Numerous government sources have told this newspaper that Mrs May will indicate Britain is prepared to be outside both, while seeking to replicate elements of the arrangements in a bespoke deal.
Earlier this week the Prime Minister said she wanted to sign a free trade deal with New Zealand and there are hopes for a similar agreement with America, India and many other countries.
“If you want to sign those kind of deals as soon as possible you can’t be in the customs union,” a Whitehall source said. The customs union effectively forbids countries from signing their own trade deals.
Foreign diplomats have also been told by ministers in recent weeks that they should expect the country to be outside the customs unions after Brexit.
In its place, Mrs May is expected to seek a new customs arrangement that preserves the benefits of the union, specifically no checks when goods cross the border.
Similarly by leaving the single market, the country would no longer be bound by European Court of Justice rulings and could limit EU immigration.
Both have already been named as priorities for Brexit talks by Mrs May and are unlikely to be granted by Brussels if the UK were to stay in the single market.
The speech is likely trigger a backlash from business figures concerned about higher tariff barriers and the impact on the Northern Ireland border.
However Eurosceptics – who have sought to define the position as “clean Brexit”, meaning cutting most ties with the EU, rather than “hard Brexit” – will cheer the move.
A report from the think tank Policy Exchange published on Monday endorses leaving the customs union, noting that 85 per cent of the world economy will soon be found outside the EU.

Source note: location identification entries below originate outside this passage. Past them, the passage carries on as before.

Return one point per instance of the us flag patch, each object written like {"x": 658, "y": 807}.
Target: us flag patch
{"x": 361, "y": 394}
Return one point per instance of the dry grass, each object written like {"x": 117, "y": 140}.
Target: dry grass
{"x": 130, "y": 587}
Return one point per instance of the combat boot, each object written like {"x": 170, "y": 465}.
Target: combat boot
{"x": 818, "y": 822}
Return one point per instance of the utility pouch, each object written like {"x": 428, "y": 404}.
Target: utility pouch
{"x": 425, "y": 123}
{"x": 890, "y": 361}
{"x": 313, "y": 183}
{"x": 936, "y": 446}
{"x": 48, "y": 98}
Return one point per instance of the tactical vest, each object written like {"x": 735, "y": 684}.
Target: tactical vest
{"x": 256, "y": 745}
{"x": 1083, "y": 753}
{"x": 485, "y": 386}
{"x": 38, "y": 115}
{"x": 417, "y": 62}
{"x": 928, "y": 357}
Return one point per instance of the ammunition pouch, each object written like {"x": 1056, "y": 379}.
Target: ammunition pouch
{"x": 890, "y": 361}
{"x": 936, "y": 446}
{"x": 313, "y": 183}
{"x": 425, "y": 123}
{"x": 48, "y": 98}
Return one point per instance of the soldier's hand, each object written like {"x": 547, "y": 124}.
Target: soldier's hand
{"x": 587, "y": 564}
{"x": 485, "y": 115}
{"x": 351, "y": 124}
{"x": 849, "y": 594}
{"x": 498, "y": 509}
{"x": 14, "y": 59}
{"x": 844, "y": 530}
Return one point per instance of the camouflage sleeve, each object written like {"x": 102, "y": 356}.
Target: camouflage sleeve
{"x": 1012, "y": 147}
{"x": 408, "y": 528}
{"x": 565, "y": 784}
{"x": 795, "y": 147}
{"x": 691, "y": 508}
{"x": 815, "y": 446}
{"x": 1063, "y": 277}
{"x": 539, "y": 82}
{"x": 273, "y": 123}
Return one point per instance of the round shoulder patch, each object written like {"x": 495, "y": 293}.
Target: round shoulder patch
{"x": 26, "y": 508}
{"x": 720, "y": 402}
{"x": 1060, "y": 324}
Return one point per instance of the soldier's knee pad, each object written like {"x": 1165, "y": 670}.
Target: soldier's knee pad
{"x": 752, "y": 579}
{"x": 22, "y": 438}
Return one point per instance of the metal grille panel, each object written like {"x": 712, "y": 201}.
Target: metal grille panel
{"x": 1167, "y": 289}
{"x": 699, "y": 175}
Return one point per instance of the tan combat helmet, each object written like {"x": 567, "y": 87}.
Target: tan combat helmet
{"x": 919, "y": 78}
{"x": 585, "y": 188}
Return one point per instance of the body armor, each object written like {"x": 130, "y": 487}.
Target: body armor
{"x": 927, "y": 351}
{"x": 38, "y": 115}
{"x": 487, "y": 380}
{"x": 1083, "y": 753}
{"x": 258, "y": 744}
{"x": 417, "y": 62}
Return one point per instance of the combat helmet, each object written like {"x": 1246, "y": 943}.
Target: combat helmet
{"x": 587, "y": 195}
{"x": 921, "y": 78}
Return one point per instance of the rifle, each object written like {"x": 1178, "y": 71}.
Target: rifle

Figures in Number 10 believe David Cameron made a tactical mistake by asking for so little when he renegotiated Britain’s EU membership before the referendum.
Boris Johnson, the Foreign Secretary, and David Davis, the Secretary for Exiting the EU, have been closely involved in crafting the speech.
Mr Johnson saw the Prime Minister on Tuesday while Mr Davis has been in regular contact, though neither are understood to have seen the final draft.
Mrs May and her closest aides were said to be working on the speech throughout the weekend and will reveal their contents to Cabinet on Tuesday.
According to a trail of the speech, Mrs May will put unity “at the heart” of her vision as she calls on the nation to heal the divide created by the referendum.
“One of the reasons that Britain’s democracy has been such a success for so many years is that the strength of our identity as one nation, the respect we show to one another as fellow citizens, and the importance we attach to our institutions means that when a vote has been held we all respect the result,” Mrs May will say.
She will add: “The overwhelming majority of people – however they voted – say we need to get on and make Brexit happen.
“Business isn’t calling to reverse the result, but planning to make a success of it. And the House of Commons has voted overwhelmingly for us to get on with it too.
“So the country is coming together. Now we need to put an end to the division and the language associated with it – Leaver and Remainer and all the accompanying insults – and unite to make a success of Brexit and build a truly Global Britain.”